Christian Sedelmyer’s new album opens with the sprightly tune “Table Mountain,” with his violin circling nimbly around Andrew Marlin’s mandolin. The tune opens slowly in two leisurely measures before blossoming into a lively reel that allows every instrument to dance around the tune’s musical theme. It’s the perfect opening tune, a preview of how every tune on the album will unfold spaciously, letting each song take on its own life in its own time. Sedelmyer — a frequent sideman and session player for some of roots music’s biggest names and veteran of the Jerry Douglas Band, 10 String Symphony with Rachel Baiman, and The Farewell Drifters — is joined on the album by musical confidantes Marlin, who also plays guitar on “Pushin’ Through”; guitarist Eli West, who trades his six-string for clawhammer banjo on “Pushin’ Through”; and upright bassist Clint Mullican. Jerry Douglas joins them on dobro on “Deacon’s Waltz.”
“Pushin’ Through” opens with a few sparse notes from Sedelmyer before blooming into a Celtic tune with Sedelmyer’s crystalline fiddle runs spiraling into an ethereal atmosphere.

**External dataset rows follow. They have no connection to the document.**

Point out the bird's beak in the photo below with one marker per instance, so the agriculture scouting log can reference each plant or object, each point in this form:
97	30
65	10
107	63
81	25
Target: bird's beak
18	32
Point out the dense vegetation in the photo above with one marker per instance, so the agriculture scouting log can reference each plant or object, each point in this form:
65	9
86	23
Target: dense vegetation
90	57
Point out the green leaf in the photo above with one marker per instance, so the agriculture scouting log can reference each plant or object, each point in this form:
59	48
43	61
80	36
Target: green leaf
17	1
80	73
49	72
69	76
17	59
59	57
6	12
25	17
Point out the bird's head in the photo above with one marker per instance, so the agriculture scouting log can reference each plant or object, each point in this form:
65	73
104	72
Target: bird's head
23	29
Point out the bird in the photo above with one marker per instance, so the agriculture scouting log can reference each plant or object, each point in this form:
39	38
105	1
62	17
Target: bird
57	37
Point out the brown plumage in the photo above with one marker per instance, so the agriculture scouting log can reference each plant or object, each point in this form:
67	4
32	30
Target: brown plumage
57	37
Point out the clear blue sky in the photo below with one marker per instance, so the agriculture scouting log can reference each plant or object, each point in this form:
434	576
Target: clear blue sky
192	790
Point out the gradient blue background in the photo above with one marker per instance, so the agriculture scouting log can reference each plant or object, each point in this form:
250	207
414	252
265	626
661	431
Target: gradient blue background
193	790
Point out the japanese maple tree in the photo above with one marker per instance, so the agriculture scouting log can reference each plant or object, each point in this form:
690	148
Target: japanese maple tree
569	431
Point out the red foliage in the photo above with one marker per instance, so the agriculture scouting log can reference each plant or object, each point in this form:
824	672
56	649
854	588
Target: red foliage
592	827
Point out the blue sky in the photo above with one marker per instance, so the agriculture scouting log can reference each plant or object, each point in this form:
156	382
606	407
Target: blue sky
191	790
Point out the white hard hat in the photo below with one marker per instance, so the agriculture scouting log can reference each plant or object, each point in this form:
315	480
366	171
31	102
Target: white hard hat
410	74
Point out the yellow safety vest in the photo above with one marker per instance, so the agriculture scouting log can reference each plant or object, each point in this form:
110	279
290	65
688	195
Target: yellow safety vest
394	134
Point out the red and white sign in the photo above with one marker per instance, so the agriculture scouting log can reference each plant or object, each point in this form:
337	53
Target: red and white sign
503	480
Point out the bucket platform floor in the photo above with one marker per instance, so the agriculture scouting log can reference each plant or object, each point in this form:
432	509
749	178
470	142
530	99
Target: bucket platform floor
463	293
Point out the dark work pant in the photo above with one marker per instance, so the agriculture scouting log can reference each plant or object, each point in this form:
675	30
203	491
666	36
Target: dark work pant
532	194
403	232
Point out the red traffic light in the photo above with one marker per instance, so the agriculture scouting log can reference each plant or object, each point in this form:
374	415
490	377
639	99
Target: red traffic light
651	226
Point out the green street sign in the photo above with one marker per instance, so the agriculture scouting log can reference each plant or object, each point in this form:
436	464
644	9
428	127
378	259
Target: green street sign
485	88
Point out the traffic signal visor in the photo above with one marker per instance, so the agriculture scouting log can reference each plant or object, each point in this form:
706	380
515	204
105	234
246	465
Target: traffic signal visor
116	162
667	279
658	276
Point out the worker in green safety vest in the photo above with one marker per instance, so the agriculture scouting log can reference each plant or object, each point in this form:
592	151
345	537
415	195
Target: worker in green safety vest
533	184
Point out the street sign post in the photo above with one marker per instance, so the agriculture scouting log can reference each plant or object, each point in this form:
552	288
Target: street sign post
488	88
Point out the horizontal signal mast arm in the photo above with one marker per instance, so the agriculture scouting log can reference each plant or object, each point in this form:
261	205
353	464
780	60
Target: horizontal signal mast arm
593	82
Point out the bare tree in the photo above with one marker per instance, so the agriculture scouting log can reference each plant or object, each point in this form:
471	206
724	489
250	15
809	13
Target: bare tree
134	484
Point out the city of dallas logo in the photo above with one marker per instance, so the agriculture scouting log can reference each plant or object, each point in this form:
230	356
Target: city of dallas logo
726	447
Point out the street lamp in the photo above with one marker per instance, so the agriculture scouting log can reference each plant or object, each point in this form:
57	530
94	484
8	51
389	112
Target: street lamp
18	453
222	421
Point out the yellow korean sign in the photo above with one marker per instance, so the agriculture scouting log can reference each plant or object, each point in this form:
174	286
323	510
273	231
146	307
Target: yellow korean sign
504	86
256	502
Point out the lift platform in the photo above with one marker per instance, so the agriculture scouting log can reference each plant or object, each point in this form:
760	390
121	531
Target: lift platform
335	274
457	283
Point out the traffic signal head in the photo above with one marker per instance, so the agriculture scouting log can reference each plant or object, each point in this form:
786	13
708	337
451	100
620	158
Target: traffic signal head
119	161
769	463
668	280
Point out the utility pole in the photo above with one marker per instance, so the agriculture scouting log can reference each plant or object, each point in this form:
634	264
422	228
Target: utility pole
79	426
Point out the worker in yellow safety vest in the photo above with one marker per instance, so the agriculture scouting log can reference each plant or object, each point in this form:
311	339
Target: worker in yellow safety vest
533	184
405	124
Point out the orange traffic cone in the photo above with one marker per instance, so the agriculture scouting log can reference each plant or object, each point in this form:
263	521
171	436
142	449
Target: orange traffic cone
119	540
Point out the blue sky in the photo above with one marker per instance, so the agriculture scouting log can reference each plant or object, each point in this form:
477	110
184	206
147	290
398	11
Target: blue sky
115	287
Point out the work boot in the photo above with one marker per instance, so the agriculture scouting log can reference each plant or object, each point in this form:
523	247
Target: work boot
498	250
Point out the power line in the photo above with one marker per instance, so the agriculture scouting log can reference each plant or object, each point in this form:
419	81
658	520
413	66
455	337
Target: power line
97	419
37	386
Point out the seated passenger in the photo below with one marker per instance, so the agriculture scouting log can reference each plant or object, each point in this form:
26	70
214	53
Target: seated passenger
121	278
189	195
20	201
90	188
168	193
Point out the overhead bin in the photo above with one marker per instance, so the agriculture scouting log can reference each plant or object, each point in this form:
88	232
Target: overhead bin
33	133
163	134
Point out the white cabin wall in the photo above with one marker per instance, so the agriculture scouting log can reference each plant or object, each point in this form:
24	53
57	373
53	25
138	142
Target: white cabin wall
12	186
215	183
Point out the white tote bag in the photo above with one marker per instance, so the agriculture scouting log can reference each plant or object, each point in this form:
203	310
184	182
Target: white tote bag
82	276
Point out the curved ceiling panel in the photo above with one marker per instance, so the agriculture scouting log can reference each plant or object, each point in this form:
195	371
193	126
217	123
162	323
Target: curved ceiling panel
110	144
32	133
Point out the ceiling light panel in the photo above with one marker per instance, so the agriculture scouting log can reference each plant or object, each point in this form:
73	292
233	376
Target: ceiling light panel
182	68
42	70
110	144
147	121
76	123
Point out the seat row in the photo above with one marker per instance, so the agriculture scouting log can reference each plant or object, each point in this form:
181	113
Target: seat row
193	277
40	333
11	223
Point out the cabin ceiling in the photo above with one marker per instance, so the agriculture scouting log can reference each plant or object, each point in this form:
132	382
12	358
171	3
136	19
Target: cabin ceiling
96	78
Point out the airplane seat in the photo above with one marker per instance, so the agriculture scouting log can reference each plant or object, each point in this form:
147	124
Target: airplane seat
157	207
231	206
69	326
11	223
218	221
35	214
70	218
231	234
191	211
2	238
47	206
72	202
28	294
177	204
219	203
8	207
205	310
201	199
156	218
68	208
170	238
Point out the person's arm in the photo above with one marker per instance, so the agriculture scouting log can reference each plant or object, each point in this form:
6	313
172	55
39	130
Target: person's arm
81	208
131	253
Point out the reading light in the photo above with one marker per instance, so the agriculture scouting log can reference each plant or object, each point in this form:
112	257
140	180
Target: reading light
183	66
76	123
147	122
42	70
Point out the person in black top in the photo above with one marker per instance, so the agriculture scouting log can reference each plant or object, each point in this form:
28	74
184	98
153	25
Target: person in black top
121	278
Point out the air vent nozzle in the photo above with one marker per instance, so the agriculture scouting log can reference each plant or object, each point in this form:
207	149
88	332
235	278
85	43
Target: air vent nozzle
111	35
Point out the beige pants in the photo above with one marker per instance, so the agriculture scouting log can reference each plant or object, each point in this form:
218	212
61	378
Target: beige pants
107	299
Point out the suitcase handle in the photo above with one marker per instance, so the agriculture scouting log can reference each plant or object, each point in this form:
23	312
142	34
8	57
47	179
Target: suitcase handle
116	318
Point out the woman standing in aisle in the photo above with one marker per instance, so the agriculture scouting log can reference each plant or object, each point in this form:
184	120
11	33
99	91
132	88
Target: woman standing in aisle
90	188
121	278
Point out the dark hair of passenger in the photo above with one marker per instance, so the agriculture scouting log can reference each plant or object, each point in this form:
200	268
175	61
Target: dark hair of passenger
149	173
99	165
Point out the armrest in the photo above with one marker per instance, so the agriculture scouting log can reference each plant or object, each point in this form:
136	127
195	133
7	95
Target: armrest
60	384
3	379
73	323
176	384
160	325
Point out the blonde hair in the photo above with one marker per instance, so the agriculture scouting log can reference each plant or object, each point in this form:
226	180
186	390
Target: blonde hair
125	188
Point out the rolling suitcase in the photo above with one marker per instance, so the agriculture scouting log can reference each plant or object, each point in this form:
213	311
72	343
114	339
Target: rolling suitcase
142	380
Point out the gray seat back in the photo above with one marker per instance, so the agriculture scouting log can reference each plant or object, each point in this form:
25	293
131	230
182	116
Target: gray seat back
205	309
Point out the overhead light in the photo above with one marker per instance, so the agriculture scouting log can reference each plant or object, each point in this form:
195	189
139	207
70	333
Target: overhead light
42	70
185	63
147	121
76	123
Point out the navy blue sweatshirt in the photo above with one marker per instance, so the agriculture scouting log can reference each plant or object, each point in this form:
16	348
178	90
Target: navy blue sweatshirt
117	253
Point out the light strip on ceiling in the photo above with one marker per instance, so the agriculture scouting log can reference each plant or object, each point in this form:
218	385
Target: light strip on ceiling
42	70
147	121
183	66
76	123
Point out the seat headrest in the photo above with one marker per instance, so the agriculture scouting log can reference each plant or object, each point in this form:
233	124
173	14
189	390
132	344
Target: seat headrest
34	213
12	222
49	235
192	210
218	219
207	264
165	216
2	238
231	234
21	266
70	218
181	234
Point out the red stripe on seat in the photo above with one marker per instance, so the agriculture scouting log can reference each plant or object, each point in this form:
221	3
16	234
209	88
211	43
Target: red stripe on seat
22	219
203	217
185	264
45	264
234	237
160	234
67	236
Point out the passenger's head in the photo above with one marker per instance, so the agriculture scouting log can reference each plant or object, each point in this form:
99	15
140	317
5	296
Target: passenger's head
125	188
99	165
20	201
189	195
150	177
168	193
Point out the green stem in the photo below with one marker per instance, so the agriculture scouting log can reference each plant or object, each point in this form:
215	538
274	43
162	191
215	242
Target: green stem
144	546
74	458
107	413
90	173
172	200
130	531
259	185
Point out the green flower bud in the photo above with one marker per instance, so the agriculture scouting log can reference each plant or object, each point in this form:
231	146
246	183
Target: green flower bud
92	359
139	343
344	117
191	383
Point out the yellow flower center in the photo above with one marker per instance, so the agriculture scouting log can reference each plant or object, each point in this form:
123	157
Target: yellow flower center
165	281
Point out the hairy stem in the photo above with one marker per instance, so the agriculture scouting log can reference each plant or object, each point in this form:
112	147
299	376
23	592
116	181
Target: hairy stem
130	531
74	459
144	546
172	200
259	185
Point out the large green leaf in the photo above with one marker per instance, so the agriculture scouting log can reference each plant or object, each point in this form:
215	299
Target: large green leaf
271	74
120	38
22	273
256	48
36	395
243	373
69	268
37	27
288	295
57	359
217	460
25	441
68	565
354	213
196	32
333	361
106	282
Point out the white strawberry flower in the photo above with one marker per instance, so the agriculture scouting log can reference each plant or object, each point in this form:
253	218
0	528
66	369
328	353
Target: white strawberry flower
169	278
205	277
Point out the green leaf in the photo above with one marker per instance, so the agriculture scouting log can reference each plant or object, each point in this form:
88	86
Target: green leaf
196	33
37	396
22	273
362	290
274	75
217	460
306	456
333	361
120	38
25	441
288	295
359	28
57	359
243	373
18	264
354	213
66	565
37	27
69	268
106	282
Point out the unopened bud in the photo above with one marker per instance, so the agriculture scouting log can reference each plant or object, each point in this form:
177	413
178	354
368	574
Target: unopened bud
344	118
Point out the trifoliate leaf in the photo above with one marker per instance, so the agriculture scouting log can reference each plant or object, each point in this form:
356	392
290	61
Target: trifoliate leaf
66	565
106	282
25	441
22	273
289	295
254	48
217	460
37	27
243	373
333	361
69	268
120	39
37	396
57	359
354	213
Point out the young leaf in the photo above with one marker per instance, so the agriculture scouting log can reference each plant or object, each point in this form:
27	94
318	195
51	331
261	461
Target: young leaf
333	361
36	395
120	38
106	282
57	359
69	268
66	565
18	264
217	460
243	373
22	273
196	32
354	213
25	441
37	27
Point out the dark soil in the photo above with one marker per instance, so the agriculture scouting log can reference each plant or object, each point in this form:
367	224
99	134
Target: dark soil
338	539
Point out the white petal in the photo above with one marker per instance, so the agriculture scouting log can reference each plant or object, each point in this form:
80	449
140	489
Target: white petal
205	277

The opening of the tune evokes the struggles of pushing through difficulties, but the middle breaks brightly into an open space that is celebratory, mimicking the overcoming of such struggles. The scampering Gypsy rambler “Brain Scan” captures the frenetic activity of a someone with an overloaded mind and the anxious rush to address it all. The achingly gorgeous “Deacon’s Waltz” acts as a centerpiece of the album; its somber and elegant tone encourages us to slow down and reflect on our fears and hopes. There’s also an element of loss and sadness in the tune that resolves in the final shimmering notes of the tune.
“Warm Reception” skitters along with unexpected chord changes that keep us on our toes, while “Yes Man” rustles by with the sprightly rhythms of a good old-fashioned front porch bluegrass ramble. The haunting title track closes the album with a melancholy and poignant feel.
In Sedelmyer’s palace there are many colorful, expansive, and inviting rooms, each offering a chance to enter and let the music wash over us. Ravine Palace dazzles with the tune-writing genius of Sedelmyer and the vibrant suppleness of his band of musical compadres.